The capabilities follow some similar announcements that were recently made, all of which happened before the yearly AWS re:Invent conference.

The 2017 re: Invent conference provided a platform for rolling out an array of new services, with most of them bringing clients new machine learning features –Amazon Transcribe and Amazon Translate.

Machine learning and artificial intelligence (AI) are fast shifting from a competitive edge in the cloud in a bid to table stakes.

As such, it allows AWS to boost its services prior to the 2018 conference.

Amazon is revealing support for distinct accents, 14 new languages and voices, specifically across the entire machine learning capabilities including Transcribe, Polly and Translate.

Currently, Amazon Polly clients can access new voices for Both Castilian Italian and Spanish, as well as one of the latest Mexican Spanish voice.

This propels the Amazon Polly’s collection to 57 voices spread out across 28 languages.

What’s more, Polly leverages deep learning in the synthesizing of both sound and speech in a way that is similar to a human voice.

According to Amazon, clients can incorporate it into their apps without any machine learning expertise.

For the time being, Amazon Translate clients have gained access to new languages such as Indonesian, Korean, Polish, Dutch, Hebrew, Danish, Swedish, and Finnish.

At the moment, the neutral machine translation service supports not only 417 translation combinations but also 21 languages.

For Amazon Transcribe, clients now have access to new accents such as Canadian French, Australian English, and British English.

As such, the automatic speech recognition (ASR) service allows developers to include a speech-to-text feature to their apps.

Amazon is also now incorporating streaming transcription to Amazon Transcribe to not only help users in passing a live audio stream, particularly to the Amazon Web Services (AWS) but also get text transcripts in real-time.

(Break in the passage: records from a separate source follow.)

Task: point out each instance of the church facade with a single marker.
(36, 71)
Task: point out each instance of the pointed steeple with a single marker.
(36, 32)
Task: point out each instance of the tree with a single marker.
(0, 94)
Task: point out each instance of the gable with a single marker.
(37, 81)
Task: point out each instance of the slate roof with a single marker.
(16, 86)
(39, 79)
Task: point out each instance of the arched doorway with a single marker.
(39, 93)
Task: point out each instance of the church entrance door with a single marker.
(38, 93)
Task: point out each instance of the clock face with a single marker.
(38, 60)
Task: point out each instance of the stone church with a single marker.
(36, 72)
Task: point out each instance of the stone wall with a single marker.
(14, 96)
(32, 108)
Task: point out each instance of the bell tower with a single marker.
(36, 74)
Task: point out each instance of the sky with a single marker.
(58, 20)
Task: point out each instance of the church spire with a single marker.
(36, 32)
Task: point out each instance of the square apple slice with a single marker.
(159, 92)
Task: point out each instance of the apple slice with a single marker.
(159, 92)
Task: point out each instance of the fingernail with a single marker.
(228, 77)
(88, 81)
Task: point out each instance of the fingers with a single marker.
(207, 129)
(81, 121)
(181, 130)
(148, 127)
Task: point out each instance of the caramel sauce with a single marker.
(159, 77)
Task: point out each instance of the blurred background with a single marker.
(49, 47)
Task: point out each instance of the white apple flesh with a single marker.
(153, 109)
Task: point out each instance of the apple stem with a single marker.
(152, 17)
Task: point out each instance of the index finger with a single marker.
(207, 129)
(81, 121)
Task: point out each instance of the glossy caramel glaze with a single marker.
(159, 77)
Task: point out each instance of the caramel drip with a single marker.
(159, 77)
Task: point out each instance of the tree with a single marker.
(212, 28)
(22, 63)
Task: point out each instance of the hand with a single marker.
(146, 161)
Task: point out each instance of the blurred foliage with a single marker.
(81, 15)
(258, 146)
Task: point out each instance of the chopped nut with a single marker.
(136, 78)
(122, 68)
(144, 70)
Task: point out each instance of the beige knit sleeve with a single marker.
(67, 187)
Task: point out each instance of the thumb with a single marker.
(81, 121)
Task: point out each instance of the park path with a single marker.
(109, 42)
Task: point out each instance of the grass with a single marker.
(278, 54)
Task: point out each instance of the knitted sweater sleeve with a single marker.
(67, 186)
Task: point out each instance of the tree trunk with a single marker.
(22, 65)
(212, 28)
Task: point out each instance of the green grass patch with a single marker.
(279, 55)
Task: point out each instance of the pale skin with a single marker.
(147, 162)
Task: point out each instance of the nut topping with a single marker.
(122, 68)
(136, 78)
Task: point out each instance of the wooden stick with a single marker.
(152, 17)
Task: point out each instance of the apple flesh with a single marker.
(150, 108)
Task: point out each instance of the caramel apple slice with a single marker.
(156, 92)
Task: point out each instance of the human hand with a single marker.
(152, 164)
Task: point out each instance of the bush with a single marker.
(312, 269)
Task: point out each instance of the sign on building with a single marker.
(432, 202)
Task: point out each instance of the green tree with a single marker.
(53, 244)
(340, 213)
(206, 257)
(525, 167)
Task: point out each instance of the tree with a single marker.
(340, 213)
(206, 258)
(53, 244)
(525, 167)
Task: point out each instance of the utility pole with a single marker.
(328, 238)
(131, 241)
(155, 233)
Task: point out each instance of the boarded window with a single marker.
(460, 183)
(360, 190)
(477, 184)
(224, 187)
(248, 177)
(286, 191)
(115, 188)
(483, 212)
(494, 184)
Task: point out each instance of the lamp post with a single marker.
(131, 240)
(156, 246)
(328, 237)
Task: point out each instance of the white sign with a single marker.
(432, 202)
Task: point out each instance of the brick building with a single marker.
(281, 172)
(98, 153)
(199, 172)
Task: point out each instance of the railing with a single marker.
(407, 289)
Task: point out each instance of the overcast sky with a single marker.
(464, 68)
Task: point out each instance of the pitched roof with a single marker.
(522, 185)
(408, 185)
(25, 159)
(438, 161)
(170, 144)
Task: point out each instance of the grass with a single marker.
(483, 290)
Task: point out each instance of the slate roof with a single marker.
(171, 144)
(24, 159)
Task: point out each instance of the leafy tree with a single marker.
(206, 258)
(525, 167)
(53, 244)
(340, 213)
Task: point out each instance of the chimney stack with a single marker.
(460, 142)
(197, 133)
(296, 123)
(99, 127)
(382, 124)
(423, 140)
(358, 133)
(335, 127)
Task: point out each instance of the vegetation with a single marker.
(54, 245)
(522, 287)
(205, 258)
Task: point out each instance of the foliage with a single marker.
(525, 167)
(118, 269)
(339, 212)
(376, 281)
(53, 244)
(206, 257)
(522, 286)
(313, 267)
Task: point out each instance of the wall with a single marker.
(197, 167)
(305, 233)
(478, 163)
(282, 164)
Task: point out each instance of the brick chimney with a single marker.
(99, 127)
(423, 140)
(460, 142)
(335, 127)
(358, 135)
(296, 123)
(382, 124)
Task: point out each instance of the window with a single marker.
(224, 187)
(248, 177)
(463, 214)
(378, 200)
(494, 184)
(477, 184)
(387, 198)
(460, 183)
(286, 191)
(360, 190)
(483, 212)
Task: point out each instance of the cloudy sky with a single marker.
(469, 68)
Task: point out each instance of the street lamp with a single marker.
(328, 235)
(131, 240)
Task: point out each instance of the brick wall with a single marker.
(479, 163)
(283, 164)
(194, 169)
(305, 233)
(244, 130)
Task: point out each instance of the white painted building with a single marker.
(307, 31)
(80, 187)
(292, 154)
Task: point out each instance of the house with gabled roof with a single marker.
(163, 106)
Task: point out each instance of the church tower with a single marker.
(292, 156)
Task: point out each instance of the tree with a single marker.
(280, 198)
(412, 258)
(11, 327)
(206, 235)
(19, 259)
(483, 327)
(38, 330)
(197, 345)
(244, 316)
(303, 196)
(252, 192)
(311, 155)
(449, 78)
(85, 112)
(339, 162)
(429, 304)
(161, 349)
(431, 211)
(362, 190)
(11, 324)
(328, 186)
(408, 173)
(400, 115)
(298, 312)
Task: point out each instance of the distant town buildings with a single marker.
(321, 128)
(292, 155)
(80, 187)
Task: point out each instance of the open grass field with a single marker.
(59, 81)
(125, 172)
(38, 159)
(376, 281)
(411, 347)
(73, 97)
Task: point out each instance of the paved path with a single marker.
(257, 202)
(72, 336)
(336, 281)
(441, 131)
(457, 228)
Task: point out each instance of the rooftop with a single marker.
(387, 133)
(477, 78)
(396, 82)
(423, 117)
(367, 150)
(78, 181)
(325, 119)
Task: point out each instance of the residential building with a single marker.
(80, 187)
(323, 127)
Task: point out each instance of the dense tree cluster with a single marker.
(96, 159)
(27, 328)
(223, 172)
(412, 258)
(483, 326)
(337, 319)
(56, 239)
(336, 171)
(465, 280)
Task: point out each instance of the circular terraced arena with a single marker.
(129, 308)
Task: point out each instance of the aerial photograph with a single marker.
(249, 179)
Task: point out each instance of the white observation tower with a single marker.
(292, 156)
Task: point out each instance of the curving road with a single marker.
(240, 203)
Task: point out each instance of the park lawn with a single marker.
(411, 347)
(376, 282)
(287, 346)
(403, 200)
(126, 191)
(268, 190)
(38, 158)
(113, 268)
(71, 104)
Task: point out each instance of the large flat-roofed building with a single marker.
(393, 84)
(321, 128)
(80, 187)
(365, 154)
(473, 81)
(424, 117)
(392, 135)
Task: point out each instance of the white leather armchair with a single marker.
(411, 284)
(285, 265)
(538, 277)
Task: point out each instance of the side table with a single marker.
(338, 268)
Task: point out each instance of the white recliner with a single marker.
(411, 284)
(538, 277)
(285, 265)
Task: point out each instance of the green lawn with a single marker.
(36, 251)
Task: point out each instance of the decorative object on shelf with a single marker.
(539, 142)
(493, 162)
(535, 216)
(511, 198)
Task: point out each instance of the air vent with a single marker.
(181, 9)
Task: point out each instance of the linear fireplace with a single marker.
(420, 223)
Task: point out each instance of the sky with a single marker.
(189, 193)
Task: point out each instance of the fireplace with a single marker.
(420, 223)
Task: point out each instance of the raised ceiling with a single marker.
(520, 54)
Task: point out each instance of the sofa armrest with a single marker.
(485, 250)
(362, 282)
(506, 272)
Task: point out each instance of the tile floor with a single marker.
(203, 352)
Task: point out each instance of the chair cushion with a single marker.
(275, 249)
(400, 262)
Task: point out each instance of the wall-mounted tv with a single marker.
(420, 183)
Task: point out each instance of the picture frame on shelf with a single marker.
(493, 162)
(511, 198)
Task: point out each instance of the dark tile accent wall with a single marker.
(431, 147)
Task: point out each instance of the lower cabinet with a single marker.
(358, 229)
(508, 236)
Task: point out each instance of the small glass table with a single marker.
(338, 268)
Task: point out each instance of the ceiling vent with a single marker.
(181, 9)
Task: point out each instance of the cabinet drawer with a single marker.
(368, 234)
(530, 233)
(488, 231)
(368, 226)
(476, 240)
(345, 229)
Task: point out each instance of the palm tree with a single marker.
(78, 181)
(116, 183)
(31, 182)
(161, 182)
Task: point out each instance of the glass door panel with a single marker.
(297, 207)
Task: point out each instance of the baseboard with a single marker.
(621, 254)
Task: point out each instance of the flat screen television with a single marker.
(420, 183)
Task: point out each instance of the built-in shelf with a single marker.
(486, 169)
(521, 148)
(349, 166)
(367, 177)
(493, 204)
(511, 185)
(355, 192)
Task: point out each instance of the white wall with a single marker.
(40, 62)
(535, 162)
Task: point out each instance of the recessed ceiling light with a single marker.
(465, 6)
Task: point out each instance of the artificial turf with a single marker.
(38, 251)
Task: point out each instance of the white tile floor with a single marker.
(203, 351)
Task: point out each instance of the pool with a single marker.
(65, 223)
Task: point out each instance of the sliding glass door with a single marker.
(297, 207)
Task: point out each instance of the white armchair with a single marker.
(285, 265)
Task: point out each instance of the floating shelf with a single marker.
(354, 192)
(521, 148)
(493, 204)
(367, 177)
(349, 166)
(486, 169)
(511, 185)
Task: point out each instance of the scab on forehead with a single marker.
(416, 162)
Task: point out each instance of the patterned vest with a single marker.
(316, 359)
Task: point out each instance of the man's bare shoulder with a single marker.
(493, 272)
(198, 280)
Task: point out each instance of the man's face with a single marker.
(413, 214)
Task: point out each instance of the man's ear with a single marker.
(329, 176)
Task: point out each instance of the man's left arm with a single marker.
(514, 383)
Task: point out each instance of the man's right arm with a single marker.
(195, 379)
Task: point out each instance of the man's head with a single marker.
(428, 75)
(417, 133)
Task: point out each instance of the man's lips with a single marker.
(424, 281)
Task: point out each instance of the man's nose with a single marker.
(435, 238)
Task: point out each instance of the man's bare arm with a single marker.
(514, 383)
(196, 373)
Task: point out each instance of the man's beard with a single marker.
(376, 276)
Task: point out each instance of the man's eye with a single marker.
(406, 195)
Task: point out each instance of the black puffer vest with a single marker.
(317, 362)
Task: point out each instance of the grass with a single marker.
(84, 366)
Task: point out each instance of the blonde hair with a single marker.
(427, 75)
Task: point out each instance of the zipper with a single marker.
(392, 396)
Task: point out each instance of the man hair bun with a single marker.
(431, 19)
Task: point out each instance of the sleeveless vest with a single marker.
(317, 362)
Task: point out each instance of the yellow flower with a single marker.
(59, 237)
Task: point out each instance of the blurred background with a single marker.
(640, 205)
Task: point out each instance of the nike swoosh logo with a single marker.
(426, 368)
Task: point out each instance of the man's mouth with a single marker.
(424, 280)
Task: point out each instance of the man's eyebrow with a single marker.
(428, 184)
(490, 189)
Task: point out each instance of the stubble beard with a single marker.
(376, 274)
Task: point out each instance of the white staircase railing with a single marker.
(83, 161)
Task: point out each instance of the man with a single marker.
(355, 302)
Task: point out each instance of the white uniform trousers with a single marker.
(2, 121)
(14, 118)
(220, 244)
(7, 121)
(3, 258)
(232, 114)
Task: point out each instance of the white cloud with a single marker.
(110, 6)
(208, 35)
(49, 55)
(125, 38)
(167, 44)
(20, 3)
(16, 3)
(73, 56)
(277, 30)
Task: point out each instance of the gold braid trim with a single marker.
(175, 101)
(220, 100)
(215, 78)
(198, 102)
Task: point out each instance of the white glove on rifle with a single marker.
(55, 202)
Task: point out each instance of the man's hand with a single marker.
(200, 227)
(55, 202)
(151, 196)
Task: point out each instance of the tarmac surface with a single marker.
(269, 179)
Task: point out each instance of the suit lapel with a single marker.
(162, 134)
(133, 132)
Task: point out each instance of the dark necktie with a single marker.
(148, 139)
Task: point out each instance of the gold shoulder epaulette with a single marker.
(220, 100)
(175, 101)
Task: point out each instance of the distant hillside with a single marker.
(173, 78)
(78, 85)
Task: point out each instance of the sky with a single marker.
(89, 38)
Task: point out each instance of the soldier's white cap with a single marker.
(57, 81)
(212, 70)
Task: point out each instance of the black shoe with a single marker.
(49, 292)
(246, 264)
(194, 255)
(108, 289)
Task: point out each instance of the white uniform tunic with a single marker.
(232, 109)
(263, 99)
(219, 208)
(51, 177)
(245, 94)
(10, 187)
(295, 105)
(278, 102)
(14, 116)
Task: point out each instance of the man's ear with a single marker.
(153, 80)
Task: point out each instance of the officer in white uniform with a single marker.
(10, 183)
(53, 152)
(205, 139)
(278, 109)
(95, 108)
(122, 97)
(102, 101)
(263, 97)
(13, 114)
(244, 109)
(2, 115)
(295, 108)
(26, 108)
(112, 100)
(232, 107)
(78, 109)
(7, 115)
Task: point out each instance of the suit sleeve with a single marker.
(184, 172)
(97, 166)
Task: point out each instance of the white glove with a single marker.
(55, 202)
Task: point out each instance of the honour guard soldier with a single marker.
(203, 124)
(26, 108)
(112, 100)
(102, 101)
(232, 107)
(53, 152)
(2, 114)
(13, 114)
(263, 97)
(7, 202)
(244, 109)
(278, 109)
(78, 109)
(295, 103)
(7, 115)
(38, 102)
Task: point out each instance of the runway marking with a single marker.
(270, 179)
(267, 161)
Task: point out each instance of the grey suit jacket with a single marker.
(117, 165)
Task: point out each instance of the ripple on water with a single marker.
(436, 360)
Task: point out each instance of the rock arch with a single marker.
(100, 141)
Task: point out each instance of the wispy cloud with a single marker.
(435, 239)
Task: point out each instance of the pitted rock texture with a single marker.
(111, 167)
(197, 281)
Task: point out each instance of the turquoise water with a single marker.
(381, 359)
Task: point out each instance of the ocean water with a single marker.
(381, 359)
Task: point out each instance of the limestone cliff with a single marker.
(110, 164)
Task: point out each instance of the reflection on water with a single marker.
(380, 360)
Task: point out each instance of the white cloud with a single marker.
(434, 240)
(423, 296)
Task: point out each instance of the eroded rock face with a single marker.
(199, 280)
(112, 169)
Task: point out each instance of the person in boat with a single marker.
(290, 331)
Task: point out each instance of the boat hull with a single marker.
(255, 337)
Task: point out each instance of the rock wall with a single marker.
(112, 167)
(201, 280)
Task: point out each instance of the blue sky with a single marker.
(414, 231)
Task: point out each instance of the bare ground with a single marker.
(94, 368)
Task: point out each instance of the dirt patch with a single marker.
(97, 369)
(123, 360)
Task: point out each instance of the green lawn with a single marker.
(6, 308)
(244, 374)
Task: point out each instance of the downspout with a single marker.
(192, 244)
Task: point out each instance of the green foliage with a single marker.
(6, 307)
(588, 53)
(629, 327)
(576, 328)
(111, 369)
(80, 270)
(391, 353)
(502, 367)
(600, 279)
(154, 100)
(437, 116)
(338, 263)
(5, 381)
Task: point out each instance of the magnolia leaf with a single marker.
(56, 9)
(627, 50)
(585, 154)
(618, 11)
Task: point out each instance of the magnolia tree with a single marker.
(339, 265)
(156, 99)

The new capability could apply to a wide array of industries and use cases, including call centers, finance, media, or courtroom record keeping.

A call center, for instance, could utilize it in detecting keyworks, especially in a streaming transcript in a bid to prompt certain actions such as calling for a supervisor.

In the meantime, Amazon has upgraded Amazon Comprehend, which is a natural language processing service that utilizes machine learning in classifying text.

Comprehend is another Amazon service that was unveiled at the 2017 re: Invent, which now includes Portuguese, Italian, German and French support.

What’s more, Amazon has grown the service in a bid to not only spot natural language but also categorize text that is specialized to a client’s industry, team or even business.

In the beginning of this month, Amazon made several of its top services, including Transcribe, Comprehend and Translate to be more accessible in the healthcare industry through ensuring that they are HIPAA-eligible.

HIPAA entails the US Health Insurance Portability and Accountability Act of 1996.